During a divorce, people often turn to online resources. Maybe they vent about an ex under a pseudonym on a website, post pictures on Instagram to invite supportive comments or seek companionship through a dating app.
However, it is crucial that you use caution if you decide to engage in these or other online activities. You could wind up adversely affecting elements of your divorce, including the division of your assets.
Contradicting statements you make in court documents
Imagine you are seeking spousal support. One of your friends suggests going on a vacation to alleviate some of the stress of the divorce, and it does help. At first. However, if the judge (or your ex) sees pictures of you relaxing on vacation, shopping and eating out at nice restaurants, it could give them cause to challenge your statements that you are financially disadvantaged.
Similarly, posting pictures of a new car or talking about a promotion at work could cause problems if you did not disclose those assets or earnings during your divorce.
Hurting your image in the eyes of the court
During a divorce, you should assume everything you do online can get back to the courts or your ex. If you are making threats, accusations and other unflattering statements online, those could come back to haunt you and paint a very different picture of your attitude and ambitions than what people see in court.

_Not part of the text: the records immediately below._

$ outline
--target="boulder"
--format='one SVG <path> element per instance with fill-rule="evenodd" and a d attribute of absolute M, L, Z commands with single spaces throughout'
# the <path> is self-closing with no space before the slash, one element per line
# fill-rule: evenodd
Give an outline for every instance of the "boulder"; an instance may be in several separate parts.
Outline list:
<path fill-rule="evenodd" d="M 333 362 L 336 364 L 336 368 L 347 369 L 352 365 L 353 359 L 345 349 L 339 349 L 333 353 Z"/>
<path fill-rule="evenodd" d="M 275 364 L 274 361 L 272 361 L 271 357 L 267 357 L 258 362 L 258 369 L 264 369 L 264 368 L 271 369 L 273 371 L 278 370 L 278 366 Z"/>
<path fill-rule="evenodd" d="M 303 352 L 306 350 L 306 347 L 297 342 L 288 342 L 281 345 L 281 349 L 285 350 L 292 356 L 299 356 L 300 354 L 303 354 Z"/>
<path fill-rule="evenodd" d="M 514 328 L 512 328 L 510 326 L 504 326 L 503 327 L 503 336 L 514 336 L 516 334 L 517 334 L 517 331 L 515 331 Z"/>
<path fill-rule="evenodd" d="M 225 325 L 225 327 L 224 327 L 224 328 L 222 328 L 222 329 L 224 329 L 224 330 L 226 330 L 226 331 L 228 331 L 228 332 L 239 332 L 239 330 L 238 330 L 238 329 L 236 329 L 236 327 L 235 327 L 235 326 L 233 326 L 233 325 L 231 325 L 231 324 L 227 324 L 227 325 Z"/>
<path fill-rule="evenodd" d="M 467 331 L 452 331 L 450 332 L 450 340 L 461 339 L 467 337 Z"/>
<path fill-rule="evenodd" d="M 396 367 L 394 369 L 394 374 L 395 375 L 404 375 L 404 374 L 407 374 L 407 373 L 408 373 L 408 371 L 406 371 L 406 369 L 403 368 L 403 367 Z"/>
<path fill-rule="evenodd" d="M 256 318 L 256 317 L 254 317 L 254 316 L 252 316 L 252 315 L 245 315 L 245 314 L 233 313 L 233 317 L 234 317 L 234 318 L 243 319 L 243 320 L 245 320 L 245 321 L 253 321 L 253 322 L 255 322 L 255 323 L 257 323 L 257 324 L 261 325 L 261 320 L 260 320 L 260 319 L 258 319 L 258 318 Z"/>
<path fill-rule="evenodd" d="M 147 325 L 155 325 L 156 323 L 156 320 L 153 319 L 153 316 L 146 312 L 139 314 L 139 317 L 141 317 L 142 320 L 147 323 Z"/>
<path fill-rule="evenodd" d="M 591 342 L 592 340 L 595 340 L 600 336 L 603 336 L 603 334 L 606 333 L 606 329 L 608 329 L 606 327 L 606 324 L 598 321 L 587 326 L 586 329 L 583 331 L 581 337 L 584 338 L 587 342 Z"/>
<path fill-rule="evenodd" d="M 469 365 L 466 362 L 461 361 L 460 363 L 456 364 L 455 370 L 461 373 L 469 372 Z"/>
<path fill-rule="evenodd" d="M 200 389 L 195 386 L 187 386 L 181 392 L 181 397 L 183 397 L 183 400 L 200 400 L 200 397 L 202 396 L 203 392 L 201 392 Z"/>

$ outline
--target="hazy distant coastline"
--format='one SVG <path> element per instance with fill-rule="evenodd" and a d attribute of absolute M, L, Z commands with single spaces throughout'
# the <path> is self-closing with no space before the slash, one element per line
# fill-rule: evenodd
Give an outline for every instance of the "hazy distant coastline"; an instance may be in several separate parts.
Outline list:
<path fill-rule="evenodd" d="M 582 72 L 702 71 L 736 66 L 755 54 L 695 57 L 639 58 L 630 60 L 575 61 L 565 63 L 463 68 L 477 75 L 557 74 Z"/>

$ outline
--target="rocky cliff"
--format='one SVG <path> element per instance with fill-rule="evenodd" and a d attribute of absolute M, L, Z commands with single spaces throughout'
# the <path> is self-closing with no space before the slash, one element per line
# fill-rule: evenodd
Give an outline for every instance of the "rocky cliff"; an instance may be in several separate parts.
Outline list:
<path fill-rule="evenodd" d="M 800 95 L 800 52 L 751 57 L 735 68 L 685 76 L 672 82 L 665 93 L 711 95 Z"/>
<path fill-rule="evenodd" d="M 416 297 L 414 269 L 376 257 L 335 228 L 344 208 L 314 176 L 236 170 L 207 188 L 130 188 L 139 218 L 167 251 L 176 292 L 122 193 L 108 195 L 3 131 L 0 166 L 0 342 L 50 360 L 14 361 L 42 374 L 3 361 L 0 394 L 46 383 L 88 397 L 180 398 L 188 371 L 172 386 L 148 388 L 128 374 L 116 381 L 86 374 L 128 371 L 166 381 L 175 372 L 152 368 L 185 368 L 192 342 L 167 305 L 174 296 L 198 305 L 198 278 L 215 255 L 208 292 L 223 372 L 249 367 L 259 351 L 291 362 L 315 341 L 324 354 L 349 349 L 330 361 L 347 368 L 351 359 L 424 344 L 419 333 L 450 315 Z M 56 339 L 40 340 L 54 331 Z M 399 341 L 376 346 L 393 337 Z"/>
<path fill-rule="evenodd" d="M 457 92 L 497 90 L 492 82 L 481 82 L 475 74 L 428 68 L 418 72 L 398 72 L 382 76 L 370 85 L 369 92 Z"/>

Affecting equitable distribution
Michigan property division laws dictate that property will be divided equitably, or fairly, in a divorce. Often, this means that each person will get about half of the marital estate, but this could change if there is evidence that that is not fair, including your activities online.
For instance, if you are already involved in a new relationship or visiting gambling sites, the courts or your soon-to-be ex might develop a very different opinion of what fair looks like. This could lead to contentious fights and uneven asset division.
Protecting yourself during divorce
Because mistakes online can have such a significant impact on the asset division process, it is wise to be especially mindful of what you do and say during divorce. Should you have specific questions about what you should or should not do, you can discuss them with your attorney.